- Thread starter
- #21
Toro, I have seen many a graph claiming that such employment has risen sharply, and now hovers around 50%. Are the authors of such graphs just flat out lying?
![]()
![]()
Two things about those graphs. First, they are near the bottom of the recession. The private sector always sheds more jobs during a recession and hires more during a recovery. Thus, there's some data mining in those graphs. If you did the same graph for the end of 2006, it would look dramatically different.
Second, its disingenuous. Why only measure construction and manufacturing jobs? Both are minorities in the broad economy. The private service sector is much greater. Manufacturing jobs have been steadily declining for years, and construction jobs have undergone one of the biggest booms and busts of all time.
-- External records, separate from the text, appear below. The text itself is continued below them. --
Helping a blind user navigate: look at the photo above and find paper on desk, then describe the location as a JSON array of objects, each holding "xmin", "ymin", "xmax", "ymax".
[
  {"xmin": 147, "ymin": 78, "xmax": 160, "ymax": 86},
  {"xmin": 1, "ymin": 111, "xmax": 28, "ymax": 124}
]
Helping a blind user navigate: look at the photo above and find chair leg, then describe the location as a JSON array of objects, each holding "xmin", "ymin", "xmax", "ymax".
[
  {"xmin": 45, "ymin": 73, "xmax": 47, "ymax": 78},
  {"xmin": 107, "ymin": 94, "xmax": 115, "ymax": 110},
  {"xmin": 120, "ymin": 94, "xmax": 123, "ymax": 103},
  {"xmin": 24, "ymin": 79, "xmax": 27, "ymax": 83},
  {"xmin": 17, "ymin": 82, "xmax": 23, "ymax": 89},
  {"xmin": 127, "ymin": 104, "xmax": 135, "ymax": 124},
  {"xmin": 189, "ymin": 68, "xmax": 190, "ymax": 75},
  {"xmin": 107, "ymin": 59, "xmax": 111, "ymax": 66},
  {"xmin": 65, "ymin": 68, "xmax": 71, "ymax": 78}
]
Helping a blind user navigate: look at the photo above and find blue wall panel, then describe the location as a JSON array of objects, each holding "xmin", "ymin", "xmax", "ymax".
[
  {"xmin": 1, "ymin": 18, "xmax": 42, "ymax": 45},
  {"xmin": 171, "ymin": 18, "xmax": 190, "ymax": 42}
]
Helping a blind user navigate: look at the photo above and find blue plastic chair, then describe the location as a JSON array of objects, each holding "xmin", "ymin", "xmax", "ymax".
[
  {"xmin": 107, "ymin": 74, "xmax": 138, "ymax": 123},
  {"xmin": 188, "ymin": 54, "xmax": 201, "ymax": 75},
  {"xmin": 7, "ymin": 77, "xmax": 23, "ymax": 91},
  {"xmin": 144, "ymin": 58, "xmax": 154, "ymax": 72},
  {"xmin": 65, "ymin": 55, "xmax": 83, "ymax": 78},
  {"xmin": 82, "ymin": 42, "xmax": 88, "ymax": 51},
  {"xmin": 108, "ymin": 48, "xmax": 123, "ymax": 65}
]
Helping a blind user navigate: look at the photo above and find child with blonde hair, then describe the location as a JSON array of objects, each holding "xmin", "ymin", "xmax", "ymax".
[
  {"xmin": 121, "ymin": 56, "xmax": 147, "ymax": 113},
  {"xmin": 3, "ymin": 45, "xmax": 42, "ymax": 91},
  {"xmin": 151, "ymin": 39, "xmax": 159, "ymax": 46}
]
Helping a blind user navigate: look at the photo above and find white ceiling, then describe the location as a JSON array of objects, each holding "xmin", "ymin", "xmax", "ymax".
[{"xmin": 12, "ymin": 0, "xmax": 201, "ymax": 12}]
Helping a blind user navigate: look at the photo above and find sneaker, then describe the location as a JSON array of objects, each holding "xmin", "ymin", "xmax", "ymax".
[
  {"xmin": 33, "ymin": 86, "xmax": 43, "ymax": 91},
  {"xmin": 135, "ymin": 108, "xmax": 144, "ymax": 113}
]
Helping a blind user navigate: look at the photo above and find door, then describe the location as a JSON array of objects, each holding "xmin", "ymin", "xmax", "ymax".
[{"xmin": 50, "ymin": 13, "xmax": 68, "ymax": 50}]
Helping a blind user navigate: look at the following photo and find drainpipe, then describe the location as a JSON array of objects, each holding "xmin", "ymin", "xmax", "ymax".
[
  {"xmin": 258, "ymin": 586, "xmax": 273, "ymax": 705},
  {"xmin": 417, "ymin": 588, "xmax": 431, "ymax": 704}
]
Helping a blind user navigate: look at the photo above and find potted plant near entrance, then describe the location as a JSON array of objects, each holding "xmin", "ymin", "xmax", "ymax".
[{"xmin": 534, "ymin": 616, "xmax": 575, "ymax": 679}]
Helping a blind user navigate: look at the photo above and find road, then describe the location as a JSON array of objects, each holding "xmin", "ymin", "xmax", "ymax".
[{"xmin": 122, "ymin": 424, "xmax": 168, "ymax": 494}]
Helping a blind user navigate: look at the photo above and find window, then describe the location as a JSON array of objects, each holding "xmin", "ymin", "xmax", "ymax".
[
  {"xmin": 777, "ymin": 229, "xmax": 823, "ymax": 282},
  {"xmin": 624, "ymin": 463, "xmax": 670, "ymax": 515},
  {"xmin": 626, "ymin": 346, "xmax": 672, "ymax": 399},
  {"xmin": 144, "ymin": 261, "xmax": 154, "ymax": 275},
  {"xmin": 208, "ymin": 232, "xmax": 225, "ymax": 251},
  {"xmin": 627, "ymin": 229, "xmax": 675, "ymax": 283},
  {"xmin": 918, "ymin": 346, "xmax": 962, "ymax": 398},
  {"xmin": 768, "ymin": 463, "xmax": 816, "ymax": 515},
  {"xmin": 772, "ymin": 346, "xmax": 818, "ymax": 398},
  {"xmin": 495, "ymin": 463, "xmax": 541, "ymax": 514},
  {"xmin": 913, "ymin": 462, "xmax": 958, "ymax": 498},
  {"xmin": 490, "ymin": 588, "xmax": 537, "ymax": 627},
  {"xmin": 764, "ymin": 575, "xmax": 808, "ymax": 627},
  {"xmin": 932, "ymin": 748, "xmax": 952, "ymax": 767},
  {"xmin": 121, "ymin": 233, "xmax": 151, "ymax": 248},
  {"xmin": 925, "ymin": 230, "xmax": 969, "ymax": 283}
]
There is a stale debate that periodically pops up here about Bush and Obama regarding job growth. Those pimping Bush fail to realize that by some estimates, roughly half of all jobs created under Bush were directly or indirectly related to the construction and mortgage finance industries. Both were huge beneficiaries of one of the biggest bubbles of all time. With the Housing Bubble, job growth would have been nowhere near as strong under Bush. Now, that's definitely not Bush's fault. But its also not right (mostly) to blame Obama for this mess. Its a joke to hear people try to explain that the stimulus and Obamacare are keeping unemployment high. I'm sure that is true to a small extent, but a third of the 8 million jobs lost in this recession are related to the collapse of the Housing Bubble, and its probably about half if you include the jobs lost due to the multiplier affect. WTF is the administration supposed to do? Inflate another housing bubble? Tax cuts are going to bring back jobs lost forever because of the collapse of one of the biggest bubbles of all time? Are you kidding me? What are these people smoking? Half the jobs during the last expansion were due to the Housing Bubble and half the jobs lost were due to the collapse. That's Obama's fault? That's Bush's fault? People are clueless. There are deeper structural problems in this country. We'll work through them, but the cacophony is tiresome.